Conceptual Data Models

Above, we have a very simple conceptual data model. It doesn’t provide granular details of the attributes that reside within an entity; it simply gives a high level view of the relationships we expect to have between them. In the below, I have outlined a bit more of a complex example showing the kind of data we collect about our online learning platform.

  • A course can have one instructor; but an instructor can have many courses. Hence, this is a one to many relationship.
  • One course can have many reviews, but a review can only be associated to one course. This also is a one to many relationship.
  • One student can leave many reviews but one review can only be left by one student. So again, we have a one to many relationship.
  • One course can have many students and one student can be enrolled on many courses. In this instance, we have a many to many relationship.
  • One instructor can have one bank account and one bank account can only be associated with one instructor. We now have a one to one relationship.
  • A student can add many courses to their wishlist, but that wishlist is associated to only one student. We therefore have a one to many relationship.
  • Finally, one student can have many payment methods for their courses, but each payment method will only be associated to one student. This is a one to many relationship.

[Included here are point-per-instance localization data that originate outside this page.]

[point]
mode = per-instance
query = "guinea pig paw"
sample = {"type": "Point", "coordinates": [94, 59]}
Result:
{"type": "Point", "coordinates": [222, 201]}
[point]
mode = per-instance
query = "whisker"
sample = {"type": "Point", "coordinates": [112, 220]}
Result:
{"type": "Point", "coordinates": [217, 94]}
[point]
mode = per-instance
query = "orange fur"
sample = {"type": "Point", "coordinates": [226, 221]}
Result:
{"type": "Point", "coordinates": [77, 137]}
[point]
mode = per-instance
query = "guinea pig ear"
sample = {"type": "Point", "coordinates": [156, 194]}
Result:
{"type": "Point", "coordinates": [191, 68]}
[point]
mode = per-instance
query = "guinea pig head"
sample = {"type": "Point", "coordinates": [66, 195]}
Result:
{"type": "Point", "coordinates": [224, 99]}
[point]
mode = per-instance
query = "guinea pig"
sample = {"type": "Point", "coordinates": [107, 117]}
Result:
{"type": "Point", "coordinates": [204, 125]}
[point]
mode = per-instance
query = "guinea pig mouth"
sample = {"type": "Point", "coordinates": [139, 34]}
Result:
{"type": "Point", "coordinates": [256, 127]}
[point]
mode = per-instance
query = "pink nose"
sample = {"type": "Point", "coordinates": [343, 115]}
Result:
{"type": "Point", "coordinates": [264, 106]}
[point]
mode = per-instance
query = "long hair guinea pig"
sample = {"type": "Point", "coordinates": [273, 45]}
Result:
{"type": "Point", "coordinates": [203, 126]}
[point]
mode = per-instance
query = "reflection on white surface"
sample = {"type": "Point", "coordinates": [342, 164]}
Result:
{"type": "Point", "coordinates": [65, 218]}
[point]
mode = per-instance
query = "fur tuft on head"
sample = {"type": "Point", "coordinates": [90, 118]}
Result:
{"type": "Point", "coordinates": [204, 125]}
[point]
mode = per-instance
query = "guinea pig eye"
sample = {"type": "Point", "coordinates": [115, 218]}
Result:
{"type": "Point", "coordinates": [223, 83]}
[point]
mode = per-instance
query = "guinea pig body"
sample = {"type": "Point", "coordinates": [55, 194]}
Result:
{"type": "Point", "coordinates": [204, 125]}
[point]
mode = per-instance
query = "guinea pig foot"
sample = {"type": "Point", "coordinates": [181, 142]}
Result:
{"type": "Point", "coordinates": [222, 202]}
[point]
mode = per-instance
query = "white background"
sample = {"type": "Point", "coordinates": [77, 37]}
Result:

These diagrams, while high level, start the thought process around how we should structure our data sources. Without these diagrams, there would be much more trial and error associated with the design and implementation of your schemas.

Logical data models

A logical data model is the next level of detail. It provides the same structural overview, but it also provides information around the attributes and the primary/foreign keys that will be used to make the relationship between the entities.

In each of the boxes above, I have identified the primary key and the foreign key for the table. We can now identify from the diagram exactly how the entities link to one another and which fields they join on.

Physical Data Model

A physical data model is yet a further extension to the modelling we have completed above. Here, we start to provide all of the fields in each of the tables along with their properties, required for the physical implementation. For example, field types, lengths and whether it can be nullable.

This diagram should now give enough information to make the implementation of your model.